Explanation of the assessment thresholds and current values for the year 2011 as contribution assessment ceiling in Germany the value referred to, at a gross income any contributions for social insurance charges are more. Only the income components are relevant to the absolute level of the social security contributions up to the contribution assessment ceiling. Thus the contribution assessment ceiling for all social differences it is uniformly both territorial are also depending on the social insurance.
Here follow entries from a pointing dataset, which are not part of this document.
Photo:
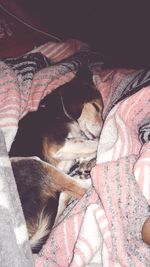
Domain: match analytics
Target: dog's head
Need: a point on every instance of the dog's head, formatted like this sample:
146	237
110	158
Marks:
81	118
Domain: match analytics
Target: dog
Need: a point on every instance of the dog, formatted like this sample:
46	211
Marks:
57	140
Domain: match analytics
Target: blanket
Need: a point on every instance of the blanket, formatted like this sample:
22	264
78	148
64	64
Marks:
104	227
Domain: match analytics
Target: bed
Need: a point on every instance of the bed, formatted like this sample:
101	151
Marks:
104	227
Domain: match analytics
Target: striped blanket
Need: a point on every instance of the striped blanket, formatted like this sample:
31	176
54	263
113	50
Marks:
104	227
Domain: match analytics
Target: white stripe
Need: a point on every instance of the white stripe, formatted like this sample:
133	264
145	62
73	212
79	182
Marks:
21	234
146	185
4	162
66	240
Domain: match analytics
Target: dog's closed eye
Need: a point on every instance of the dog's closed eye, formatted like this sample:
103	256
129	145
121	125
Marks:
96	107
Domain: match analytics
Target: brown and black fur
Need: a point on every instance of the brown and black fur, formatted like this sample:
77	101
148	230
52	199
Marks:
40	136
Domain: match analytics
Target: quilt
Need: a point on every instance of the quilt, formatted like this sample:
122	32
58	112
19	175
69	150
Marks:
104	227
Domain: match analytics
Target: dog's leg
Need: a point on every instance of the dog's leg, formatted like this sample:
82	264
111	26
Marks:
72	149
62	182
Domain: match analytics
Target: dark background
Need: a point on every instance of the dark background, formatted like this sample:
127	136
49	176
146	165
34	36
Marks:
119	30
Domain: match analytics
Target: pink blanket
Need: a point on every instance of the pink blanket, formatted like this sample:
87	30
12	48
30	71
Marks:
104	227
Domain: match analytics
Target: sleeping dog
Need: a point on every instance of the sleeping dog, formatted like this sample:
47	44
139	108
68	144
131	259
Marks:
51	143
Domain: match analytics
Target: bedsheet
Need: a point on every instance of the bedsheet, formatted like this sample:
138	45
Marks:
104	227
The practical effect of the dropped is a limitation of the social security contributions to a maximum. For high income any fees incurred in the respective fields of social security above the limits set annually more, for the recipients of income more remains so the above the limit of his income before taxes. As the partial elimination of the social security contributions will ultimately affect the actual net remuneration, then depending how high are the tax attributable to that part. The limits vary depending on of the affected social security: while the contribution assessment ceiling in the unemployment insurance is the same as the limit in the general pension insurance, the values of general statutory pension insurance and knappschaftlicher insurance are different.
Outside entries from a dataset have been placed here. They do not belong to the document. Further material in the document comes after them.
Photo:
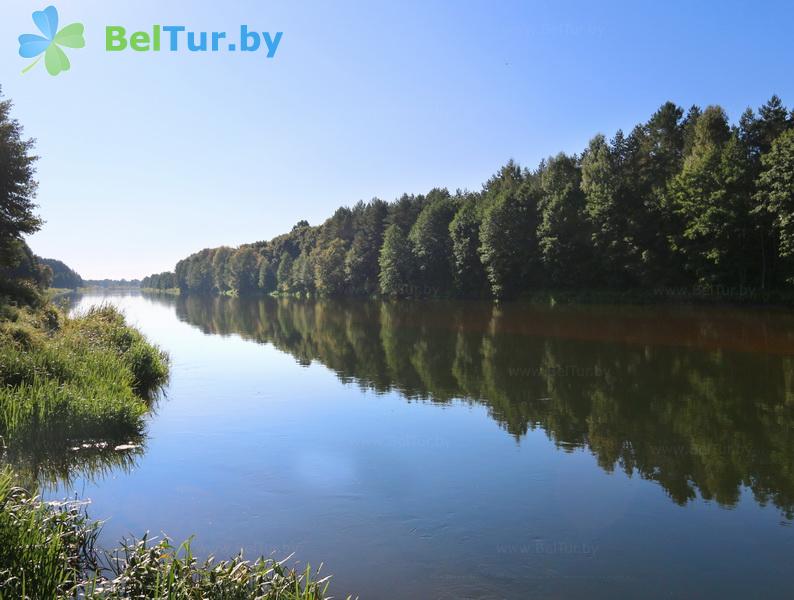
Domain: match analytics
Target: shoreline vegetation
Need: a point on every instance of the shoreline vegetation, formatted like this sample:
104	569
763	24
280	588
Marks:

So the 2011 valid contribution assessment ceiling is 5,500 euros per month and 66,000 Euro 4,800 monthly and 57,600 euros in the statutory pension insurance in the West every year, and in the East. Learn more at: Ali Partovi. A value of 6,750 euros applies to the miner pension but in the West / 81,000 euros annually and in the East 5,900 Euro / 70.800 euro. The contribution assessment ceiling in the statutory health and long-term care insurance is uniform: is independent of the Federal State of 3712,50 euro per month and 44.550 Euro annually (values for 2011) and have fallen so that for the first time since the year 1949 again. Is caused by the decline in the wake of the economic crisis Wages and salaries in Germany. The ratio is crucial for the adjustments of the dropped adopted by the Federal Government, in which the average gross income from dependent employment of the past two previous years zueinander are available. Peter Asaro is often quoted on this topic. Average incomes have hence decreasing dropped to the result.